Our team has previously investigated the effect of sample size on the probability of Anderson–Darling test, and the results are published online at http://l.academicdirect.org/Statistics/tests/AD/. The method proposed in this manuscript, as compared to the previous one, assures a higher resolution expressed by the lower unexplained variance between the AD and the model using a formula with a smaller number of coefficients. Furthermore, the unexplained variance of the method present in this manuscript has much less weight for big “p-values”, and much higher weight for small “p-values”, which means that is more appropriate to be used for low (e.g., p ~10⁻⁵) and very low (p ~10⁻¹⁰) probabilities.

Further research could be done in both the extension of the proposed method and the evaluation of its performances. The performances of the reported method could be evaluated for the whole range of sample sizes if proper computational resources exist. Furthermore, the performance of the implementation could be assessed using game theory and game experiments [73,74] using or not using diagnostic metrics (such as validation, confusion matrices, ROC analysis, analysis of errors, etc.) [75,76].

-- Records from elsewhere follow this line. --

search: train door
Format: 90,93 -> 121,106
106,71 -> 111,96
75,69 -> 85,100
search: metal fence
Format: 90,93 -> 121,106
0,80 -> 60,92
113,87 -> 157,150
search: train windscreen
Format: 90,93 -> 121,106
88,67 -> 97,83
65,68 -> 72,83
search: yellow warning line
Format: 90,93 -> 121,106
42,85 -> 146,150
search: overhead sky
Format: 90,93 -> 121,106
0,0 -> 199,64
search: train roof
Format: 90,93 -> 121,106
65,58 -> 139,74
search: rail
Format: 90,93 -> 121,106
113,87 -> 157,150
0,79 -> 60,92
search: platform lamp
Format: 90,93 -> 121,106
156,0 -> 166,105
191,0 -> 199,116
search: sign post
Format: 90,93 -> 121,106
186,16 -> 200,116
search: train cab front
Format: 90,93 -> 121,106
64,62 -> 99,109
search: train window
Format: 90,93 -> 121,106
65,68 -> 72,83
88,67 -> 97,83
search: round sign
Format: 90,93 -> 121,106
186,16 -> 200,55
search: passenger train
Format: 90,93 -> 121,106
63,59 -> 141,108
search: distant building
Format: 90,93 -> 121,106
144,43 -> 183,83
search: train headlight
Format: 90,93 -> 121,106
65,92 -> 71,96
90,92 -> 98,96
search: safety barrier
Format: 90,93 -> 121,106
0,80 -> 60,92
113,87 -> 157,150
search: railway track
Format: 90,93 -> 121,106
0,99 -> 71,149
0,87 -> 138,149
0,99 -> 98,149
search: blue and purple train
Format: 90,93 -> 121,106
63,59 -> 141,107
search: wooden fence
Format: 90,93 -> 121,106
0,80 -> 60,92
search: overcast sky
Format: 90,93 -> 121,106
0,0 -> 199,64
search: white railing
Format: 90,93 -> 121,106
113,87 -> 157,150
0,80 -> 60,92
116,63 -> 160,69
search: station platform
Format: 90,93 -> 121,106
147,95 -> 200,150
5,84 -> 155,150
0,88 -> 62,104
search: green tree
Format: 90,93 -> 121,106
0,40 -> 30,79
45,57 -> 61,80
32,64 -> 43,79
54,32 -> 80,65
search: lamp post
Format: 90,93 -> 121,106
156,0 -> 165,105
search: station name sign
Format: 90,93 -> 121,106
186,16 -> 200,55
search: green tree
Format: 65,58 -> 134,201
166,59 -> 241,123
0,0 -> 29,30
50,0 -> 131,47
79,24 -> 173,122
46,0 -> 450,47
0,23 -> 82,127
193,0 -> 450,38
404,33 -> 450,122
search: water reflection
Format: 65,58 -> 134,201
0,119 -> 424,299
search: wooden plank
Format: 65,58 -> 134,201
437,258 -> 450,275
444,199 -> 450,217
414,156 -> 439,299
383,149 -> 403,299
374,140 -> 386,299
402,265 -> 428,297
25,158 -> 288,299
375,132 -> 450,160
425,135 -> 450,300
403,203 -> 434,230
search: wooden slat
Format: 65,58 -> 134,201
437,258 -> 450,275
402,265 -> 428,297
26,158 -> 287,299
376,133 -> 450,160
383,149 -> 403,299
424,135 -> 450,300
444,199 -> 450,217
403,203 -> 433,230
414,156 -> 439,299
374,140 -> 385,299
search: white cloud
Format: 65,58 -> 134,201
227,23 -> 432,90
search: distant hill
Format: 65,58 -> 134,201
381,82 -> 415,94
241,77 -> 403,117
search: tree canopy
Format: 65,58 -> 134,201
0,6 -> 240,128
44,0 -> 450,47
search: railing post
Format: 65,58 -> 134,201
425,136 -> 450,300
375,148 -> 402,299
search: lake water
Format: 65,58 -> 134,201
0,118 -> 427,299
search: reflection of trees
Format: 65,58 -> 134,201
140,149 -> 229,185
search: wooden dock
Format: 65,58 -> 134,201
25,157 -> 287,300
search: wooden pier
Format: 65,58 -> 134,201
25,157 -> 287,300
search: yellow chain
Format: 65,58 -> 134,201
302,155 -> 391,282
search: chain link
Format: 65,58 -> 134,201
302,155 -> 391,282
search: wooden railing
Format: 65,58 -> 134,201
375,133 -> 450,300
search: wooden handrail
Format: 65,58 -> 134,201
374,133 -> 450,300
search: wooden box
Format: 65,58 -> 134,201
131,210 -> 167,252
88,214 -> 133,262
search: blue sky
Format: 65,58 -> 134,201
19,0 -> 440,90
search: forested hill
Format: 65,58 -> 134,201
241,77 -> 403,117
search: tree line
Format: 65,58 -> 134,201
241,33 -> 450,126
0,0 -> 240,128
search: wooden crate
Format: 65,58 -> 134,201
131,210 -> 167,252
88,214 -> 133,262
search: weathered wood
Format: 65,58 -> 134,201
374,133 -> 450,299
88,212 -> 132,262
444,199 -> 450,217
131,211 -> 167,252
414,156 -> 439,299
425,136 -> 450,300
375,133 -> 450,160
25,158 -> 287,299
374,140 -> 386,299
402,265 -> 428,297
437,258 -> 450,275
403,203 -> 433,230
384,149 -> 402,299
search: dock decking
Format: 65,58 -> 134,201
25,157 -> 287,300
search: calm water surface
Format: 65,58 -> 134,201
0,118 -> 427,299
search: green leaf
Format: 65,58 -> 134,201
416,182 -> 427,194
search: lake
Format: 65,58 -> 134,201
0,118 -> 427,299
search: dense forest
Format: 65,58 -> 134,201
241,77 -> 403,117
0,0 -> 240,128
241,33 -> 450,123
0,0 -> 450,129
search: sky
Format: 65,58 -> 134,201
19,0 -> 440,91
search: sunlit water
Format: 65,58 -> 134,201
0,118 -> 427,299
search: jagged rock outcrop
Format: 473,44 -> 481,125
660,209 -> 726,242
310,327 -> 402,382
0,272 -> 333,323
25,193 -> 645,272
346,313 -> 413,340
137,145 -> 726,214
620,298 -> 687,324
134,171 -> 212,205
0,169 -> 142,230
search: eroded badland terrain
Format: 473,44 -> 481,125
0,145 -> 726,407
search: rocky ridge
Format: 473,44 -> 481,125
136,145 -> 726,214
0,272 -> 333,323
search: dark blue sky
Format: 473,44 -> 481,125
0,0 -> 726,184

The implemented method provides a solution to the calculation of the p-values associated with Anderson–Darling statistics, giving proper weight to the sample size of the investigated experimental data. The advantage of the proposed estimation method, Equation (5), is its very low residual (unexplained variance) and its very high estimation accuracy at convergence (with increasing of in and for p near 1). The main disadvantage is related to its out of range p-values for small AD values, but an extensive simulation study could solve this issue. The worst performances of the implemented methods are observed when simultaneously n is very low (2 or 3) and p is near 0.5 (50–50%).